As a consequence of the previously mentioned phase II study in chemo-naïve patients, a
randomized phase II/phase III study comparing gemcitabine (G) to FOLFIRINOX (F) as first line
treatment of metastatic pancreatic cancer was conducted. This study was terminated
prematurely by the study IDMC as it was determined that additional patient accrual would not
add to the statistical power of the study. 342 patients were accrued with roughly one third
of the primary disease involving the head of the pancreas. Overall objective response rate
was 32% for F versus 9.4% for G. PFS was 6.4 months versus 3.4 months and overall survival
11.1 months versus 6.8 months, all in favor of F.
The overall survival rate of 11.1 months is the best result achieved thus far in a randomized
phase III study of chemotherapy in metastatic pancreatic cancer. Notable toxicities of at
least grade III/IV, which were all worse with F, were neutropenia (45.7 vs 18.7%), febrile
neutropenia (5.4 vs 0.6%), fatigue (23.7 vs 14.2%), vomiting (14.5 vs 4.7%) and diarrhea
(12.7 vs 1.2%). These results indicate that this is a notably active regimen with an
encouraging response rate. However, the potential toxicities are significant, and it is a
regimen that should be offered only to patients with ECOG 0-1 performance status and
excellent supportive care. In this regard, in an attempt to ameliorate these toxicities,
modifications to the published regimen have already been proposed by the French group and
others. In their forthcoming study of FOLFIRINOX in the adjuvant setting, the French will
omit the bolus of 5FU which contributes significantly to the myelosuppression but which is
thought to have minimal impact on the therapeutic efficacy. In addition, most physicians now
incorporate the routine use of neulasta with each treatment cycle. This study will similarly
incorporate these modifications and the regimen will be named mFOLFIRINOX.

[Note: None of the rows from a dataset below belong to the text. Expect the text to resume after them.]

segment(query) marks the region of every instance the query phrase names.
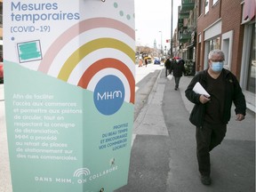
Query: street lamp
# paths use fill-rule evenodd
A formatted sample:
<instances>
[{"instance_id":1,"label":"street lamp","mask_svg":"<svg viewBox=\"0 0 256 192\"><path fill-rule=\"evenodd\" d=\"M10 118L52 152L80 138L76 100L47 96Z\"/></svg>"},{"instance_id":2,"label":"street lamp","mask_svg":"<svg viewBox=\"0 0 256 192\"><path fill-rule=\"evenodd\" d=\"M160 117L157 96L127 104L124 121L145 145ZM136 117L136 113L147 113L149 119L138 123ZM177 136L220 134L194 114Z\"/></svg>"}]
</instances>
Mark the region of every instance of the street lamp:
<instances>
[{"instance_id":1,"label":"street lamp","mask_svg":"<svg viewBox=\"0 0 256 192\"><path fill-rule=\"evenodd\" d=\"M172 5L173 0L172 0L172 11L171 11L171 41L170 41L170 56L172 58Z\"/></svg>"},{"instance_id":2,"label":"street lamp","mask_svg":"<svg viewBox=\"0 0 256 192\"><path fill-rule=\"evenodd\" d=\"M161 33L161 55L163 53L163 44L162 44L162 31L159 31Z\"/></svg>"}]
</instances>

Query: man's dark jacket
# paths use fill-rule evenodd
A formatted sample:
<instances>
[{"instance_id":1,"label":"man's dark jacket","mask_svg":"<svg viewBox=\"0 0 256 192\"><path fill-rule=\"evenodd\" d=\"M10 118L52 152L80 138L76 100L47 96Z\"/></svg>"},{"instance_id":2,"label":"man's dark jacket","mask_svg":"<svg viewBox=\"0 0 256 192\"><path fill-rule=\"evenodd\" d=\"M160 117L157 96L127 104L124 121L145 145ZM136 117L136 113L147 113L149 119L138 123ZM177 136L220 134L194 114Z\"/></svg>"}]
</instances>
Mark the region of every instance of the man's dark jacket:
<instances>
[{"instance_id":1,"label":"man's dark jacket","mask_svg":"<svg viewBox=\"0 0 256 192\"><path fill-rule=\"evenodd\" d=\"M205 105L200 102L200 94L196 93L193 91L193 87L196 82L199 82L202 86L207 90L207 70L208 69L198 72L185 91L186 97L191 102L195 103L189 121L197 127L201 127L204 124ZM232 101L236 107L236 114L243 114L244 116L245 116L246 112L246 102L236 77L230 71L224 68L222 69L222 73L223 78L225 78L225 84L223 84L223 86L225 86L225 98L223 98L225 102L222 122L223 124L228 124L230 119Z\"/></svg>"}]
</instances>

Thus, in the context of perioperative therapy, we have identified a regimen - FOLFIRINOX -
with the best results to date in the treatment of metastatic disease and by inference,
promise of improved outcome in those patients with resectable disease. If successful, this
has the potential to improve DFS and overall survival (until now no better than 15-20% at 5
years) in these patients, and may establish a new paradigm for future studies.